Civil liability for the provision of alcohol has been a longstanding concern in the case law of Pennsylvania, as well as in the minds of event organizers. While the 1951 Dram Shop Act has long established liability for liquor licensees that overserve patrons, non-licensees have rested in somewhat of a gray area. What, for example, should the liability be for a person making drinks at home for their friends? For a club that sells alcohol to its members? A company that sells tickets to an outing, where some ticket sales go toward communal alcohol? Pennsylvania courts have since clarified the responsibilities of parties in the first two scenarios, establishing no liability for “social hosts” who serve adult guests in Klein v. Raysinger, 470 A.2d 507 (Pa. 1983), and placing liability on individuals who sell alcohol the way a liquor licensee would in Hinebaugh v. Pennsylvania Snowseekers Snowmobile Club, 63 Pa. D. & C. 4th 140 (C.C.P. Lawrence 2003). In April, the Pennsylvania Supreme Court gave us an answer to the third scenario.

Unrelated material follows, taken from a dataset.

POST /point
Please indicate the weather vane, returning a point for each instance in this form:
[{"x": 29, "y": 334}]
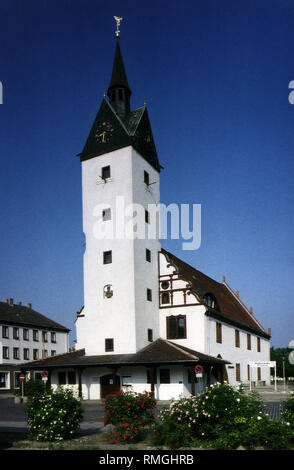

In April’s case of Klar v. Dairy Farmers of America, et al.(Pa. 2023, No. 29 WAP 2022), plaintiff David Klar sought recovery from Defendant Roger Williams and Williams’s employer, Dairy Farmers of America (“DFA”) for injuries he incurred after a traffic accident with Williams. At the time of the crash, Williams had been driving home from a golf outing organized by DFA, at which Klar claims DFA overserved him alcohol.

The case presented a somewhat gray area of law, as DFA had charged its employees a fee to participate in the outing, which went toward the collective cost of greens fees, food, and alcohol for participants. Because of this arrangement, Klar argued that DFA had “sold” alcohol to the participants, making them subject to liability for Williams’s actions. DFA, in contrast, argued that they were merely a social host, pooling money together for supplies in the way somebody might before making a “beer run” at a social gathering.

Klar’s argument for liability rested on two principal theories: first, that DFA were liable under the Dram Shop Act because of their cover fee assisted the purchase of alcohol for the outing; and second, that DFA’s actions in serving Williams were negligent under common law negligence principles. The court rejected his argument on both grounds.

In assessing the first argument, the Court argued that Klar’s interpretation of the Dram Shop Act would be too expansive to apply the Dram Shop Act logically and practically. Klar had made the assertion that, since the Dram Shop Act applies to “any licensee or the board, or any employee, servant or agent of such licensee or of the board, or any other person,” and does not allow them to “sell, furnish or give any liquor or malt or brewed beverages, or to permit any liquor or malt or brewed beverages to be sold, furnished or given, to any person visibly intoxicated,” it was illegal for any person under any circumstances to give alcohol to someone visibly intoxicated. The court rejected this argument, reasoning that under established principles of statutory interpretation, “any other person” here refers to any person “who fall[s] within the same general class” as the specifically-named entities earlier in the Act.

Essentially, this language imposed liability on anybody who “stepped into the shoes” of a liquor licensee by selling alcohol without a license. Since, in this case, DFA had provided alcohol “available to all of the attendees on a self-serve basis” and that “no-one was accepting money on a per-drink basis,” the court held that DFA’s actions did not amount to selling alcohol.

Klar’s second argument was that DFA should be held liable as being negligent in allowing the intoxicated Williams to continue drinking. The court likewise rejected this argument, appealing to the precedent of Klein v. Raysinger, which stated “in the case of an ordinary able bodied man it is the consumption of the alcohol, rather than the furnishing of the alcohol, which is the proximate cause of any subsequent occurrence.” It was accordingly Williams, rather than DFA, who should bear liability for the traffic accident.

Event organizers would do well to heed the Court’s rulings in this case—if they are planning a paid event with alcohol involved, for example, it will always be more prudent to serve that alcohol communally rather than charging by drink. Differences like these can make or break a business’s case in court.